A girl, wearing a silver armband, reads braille text. Only the girls' hands are shown.

Inclusive eye health

We define inclusive eye health as services that are sustainable, accessible and planned with gender and disability considerations in mind. In 2018 we began collecting patient data for eye health programmes in Mozambique, Pakistan and Bangladesh using mobile devices. Each patient surveyed will have an eye health assessment, and their disability status determined using the Washington Group short set of questions. This will be used as comparative data to measure the success of the project.

A school student washes her hands using water from a large barrel.

Using WASH data to combat NTDs

Good water, sanitation and hygiene are key to preventing the spread of certain NTDs. This is why joined-up working between NTD programmes and the WASH sector is crucial. Sightsavers is supporting a number of countries to merge WASH data with other information about NTDs.

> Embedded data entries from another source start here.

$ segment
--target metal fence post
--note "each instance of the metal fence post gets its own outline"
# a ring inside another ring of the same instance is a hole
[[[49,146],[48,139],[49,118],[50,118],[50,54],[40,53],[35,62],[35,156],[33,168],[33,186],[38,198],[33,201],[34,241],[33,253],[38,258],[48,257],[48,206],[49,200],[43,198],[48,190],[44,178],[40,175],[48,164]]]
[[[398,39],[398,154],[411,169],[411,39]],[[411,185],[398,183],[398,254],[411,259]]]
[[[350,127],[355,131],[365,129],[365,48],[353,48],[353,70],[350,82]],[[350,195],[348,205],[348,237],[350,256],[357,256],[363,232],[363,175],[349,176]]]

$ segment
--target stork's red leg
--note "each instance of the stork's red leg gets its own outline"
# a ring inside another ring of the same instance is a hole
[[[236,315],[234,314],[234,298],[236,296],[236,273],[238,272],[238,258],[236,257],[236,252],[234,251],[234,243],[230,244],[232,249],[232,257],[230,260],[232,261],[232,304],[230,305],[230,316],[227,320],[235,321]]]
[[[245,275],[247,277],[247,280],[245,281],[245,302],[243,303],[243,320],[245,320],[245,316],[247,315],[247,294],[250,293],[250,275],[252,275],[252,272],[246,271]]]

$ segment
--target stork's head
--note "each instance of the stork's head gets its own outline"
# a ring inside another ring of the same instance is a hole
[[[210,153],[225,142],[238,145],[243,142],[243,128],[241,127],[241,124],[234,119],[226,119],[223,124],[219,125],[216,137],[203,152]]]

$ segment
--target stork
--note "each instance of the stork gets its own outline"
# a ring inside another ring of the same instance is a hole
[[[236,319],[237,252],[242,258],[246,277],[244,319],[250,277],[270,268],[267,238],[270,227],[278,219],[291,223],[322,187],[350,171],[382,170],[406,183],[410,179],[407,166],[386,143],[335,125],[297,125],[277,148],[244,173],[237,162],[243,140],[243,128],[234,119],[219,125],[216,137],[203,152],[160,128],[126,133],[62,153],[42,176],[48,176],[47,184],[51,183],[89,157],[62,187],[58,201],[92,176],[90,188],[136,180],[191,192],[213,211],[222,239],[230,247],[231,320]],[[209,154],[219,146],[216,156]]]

Data from both areas is then analysed together, turning the information into knowledge that will lead to more effective NTD and WASH programmes, and greater collaboration between key players.

A close-up of a man holding some paperwork.

Strengthening NTD data systems

It is vital to have accurate, timely data that can be accessed by everyone involved in NTD work. Sightsavers is working to improve in-country data warehouses to aggregate programmatic data. A key part of this work is training people how to manage, access and use data to inform programmatic decision-making, ensuring that NTD programmes become as effective as possible.

A landscape in rural Cameroon, showing a dirt road surrounded by tall grass with mountains in the background.

GIS and mapping

Geographic information systems (GIS) capture, analyse and present all types of geographical data. Sightsavers is now using GIS in many targeted programmes, including guiding field teams to reach hard-to-find settlements for treatment, mapping barriers faced by young people with disabilities, and predictive modelling to help ministries know the locations at most risk of non-inclusive programming.